El elfo se abatió sobre Strahd con todas sus fuerzas y lo inmovilizó; el conde le clavó una mirada roja y cerró los afilados dientes a unos milímetros del rostro del atacante, mientras que Leisl, sin necesidad de instrucciones, procedía a hundir la estaca en el negro corazón del no-muerto con tanta energía como pudo. El madero llegó a su destino y el conde lanzó un aullido agónico, pero Leisl volvió a golpear y la estaca penetró más aún, hasta empapar la blanca camisa de Strahd, quien expiró tras un último estremecimiento.

Jander se permitió entonces derrumbarse sobre el cuerpo del enemigo. Todo había terminado muy deprisa. En cierto modo, había esperado que el astuto señor de Ravenloft opusiera una resistencia más efectiva y, para su propia sorpresa, sintió que no estaba satisfecho del todo.

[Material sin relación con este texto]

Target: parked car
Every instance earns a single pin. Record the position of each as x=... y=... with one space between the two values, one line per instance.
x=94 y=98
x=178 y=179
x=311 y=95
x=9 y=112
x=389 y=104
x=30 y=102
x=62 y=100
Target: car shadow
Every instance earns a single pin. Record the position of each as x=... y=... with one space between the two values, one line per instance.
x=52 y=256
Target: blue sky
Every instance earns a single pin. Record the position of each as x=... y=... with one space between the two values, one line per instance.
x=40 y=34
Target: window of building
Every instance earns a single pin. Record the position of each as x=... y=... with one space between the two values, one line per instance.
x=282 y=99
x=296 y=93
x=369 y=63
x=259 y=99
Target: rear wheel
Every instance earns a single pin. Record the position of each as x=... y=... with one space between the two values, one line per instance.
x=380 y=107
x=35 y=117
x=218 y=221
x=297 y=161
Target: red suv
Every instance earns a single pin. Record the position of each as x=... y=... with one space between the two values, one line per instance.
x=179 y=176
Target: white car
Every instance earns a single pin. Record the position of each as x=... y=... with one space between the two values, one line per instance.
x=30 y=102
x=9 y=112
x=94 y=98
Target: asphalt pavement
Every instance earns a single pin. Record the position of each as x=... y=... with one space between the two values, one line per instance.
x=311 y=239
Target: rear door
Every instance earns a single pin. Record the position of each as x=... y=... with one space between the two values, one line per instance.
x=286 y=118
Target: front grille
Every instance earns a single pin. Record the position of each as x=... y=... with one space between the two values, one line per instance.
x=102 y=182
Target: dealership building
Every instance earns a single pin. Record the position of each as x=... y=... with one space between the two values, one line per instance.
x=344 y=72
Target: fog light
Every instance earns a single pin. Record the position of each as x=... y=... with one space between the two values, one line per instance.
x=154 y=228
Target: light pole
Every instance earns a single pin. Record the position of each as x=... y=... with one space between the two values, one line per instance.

Notó que le rozaban el hombro suavemente.

—Jander —lo llamó Leisl en voz baja—, valdría la pena que echaras un vistazo aquí.

Con gesto de cansancio, el elfo levantó la cabeza hacia Leisl, que aún se estremecía a causa del esfuerzo recién realizado mientras señalaba el cuerpo del conde. Jander se incorporó un poco más para mirarlo: una atractiva vampira yacía en el suelo con el corazón atravesado.

—Maldito seas, Strahd —susurró Jander; cerró los ojos y se alejó del cadáver—. Tendría que haberlo imaginado.

—¿Es un truco? —preguntó Sasha con un golpe de tos, al tiempo que se acariciaba la garganta. Jander asintió, deprimido.

Sasha respetó el silencio de su compañero y procedió a purificar el ataúd, en tanto Leisl se preparaba para decapitar el cadáver.

El sacerdote ungió el forro del féretro con los santos óleos mientras musitaba una plegaria y después roció abundantemente el exterior con agua bendita. Con un suspiro, se volvió de nuevo hacia Jander.

—Ya está; y ahora ¿qué hacemos?

El vampiro élfico se sacudió el aturdimiento.

—Empecemos a buscar el fragmento de sol.

Las siguientes horas resultaron infructuosas y tensas, las más desdichadas que hubiera pasado nunca cualquiera de ellos. Jander había confiado en que Sasha localizaría el Santo Símbolo mágicamente, pero el esfuerzo no dio resultados, y tuvo que informar a sus compañeros que la única forma de encontrarlo sería registrando el castillo.